[Fiware-miwi] xflow + WebCL

Philipp Slusallek Philipp.Slusallek at dfki.de
Mon Sep 16 07:59:42 CEST 2013
Previous message: [Fiware-miwi] xflow + WebCL
Next message: [Fiware-miwi] xflow + WebCL
Messages sorted by: [ date ] [ thread ] [ subject ] [ author ]
Hi,

Sorry, was gone over the weekend.

Am 15.09.2013 10:14, schrieb Jarkko Vatjus-Anttila:
> I am just thinking aloud here, and may be referencing to points which
> you already marked down in you email, but I still want to raise two
> questions which came up while browsing the code.
> 
> 1) In order to be fully parallelised, Xflow needs to aware the submitted
> work packages may be executed in some other context than the main thread
> javascript is running. Typically the case would be that the computation
> is executed in the GPU context. Hence, when executing a flow of nodes,
> the main javascript must not block, but instead do other tasks while
> waiting for the results to arrive (which in some cases might take a
> while). I call this a concurrency problem. It seems to be that the
> current implementation does not conceptually support this kind of
> execution, and hence would require rework to the Xflow core.

Processing in multiple threads in JS is one issue that we need to look
out for. I am not how this is implemented yet. The main issue is that we
cannot schedule work from other threads. So the only option is to use
asynchronoous calls and keep doing other things in the mean time.

> 2) The other problem I am calling a parallelism problem. If we have
> primitive nodes implemented in Xflow, doing primitive operations, it is
> likely that we will build chains of these operators to gain something
> more valuable. If all of the chained primitives are computed at the GPU
> (or some other remote context for that matter), it would require that
> none of the intermediate results of the computation need to be
> transferred between the GPU and main thread. Achieving this it would
> require that WebCL nodes can pass contextual information to the next
> node (i.e. shared GPU textures) to avoid unneeded data copying. This is
> also a feature which seems non-existent to me.

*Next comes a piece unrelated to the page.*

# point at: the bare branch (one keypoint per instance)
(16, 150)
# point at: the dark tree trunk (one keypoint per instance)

You are absolutely correct. As long as we have to read back the buffers
before scheduling the next Xflow operator, things cannot be as fast as
one would like and we have to operate synchronously (between CPU and GPU).

As soon as we have buffers that stay on the "GPU", its possible to
schedule them all at once and only synchronize at the end (either with
the rendering via a semaphore or with the rest of Xflow if the data
needs some further CPU processing.

Xflow was designed with the notion that we have a graph that we can
analyse before executing it. So this should be possible without major
changes to the Xflow core. But we definitely need to add the notion of
having different types of buffers (GPU/CPU) and do split scheduling for
both (sub-) graphs.

Also note that the "GPU" often really is on the same die as the CPU
today, such that data transfer is not nearly as expensive in terms of
time as it once was, particularly for mobile platforms. But minimizing
transfers is still important as it might require lots of power
(especially on mobile plattforms).

The ultimate goal will be to merge these operators such that less data
needs to be stored in memory between them. This will only meaningfully
possible, once our "shading" compiler stuff is ready and can be applied
to this case as well -- which is my ultimate goal.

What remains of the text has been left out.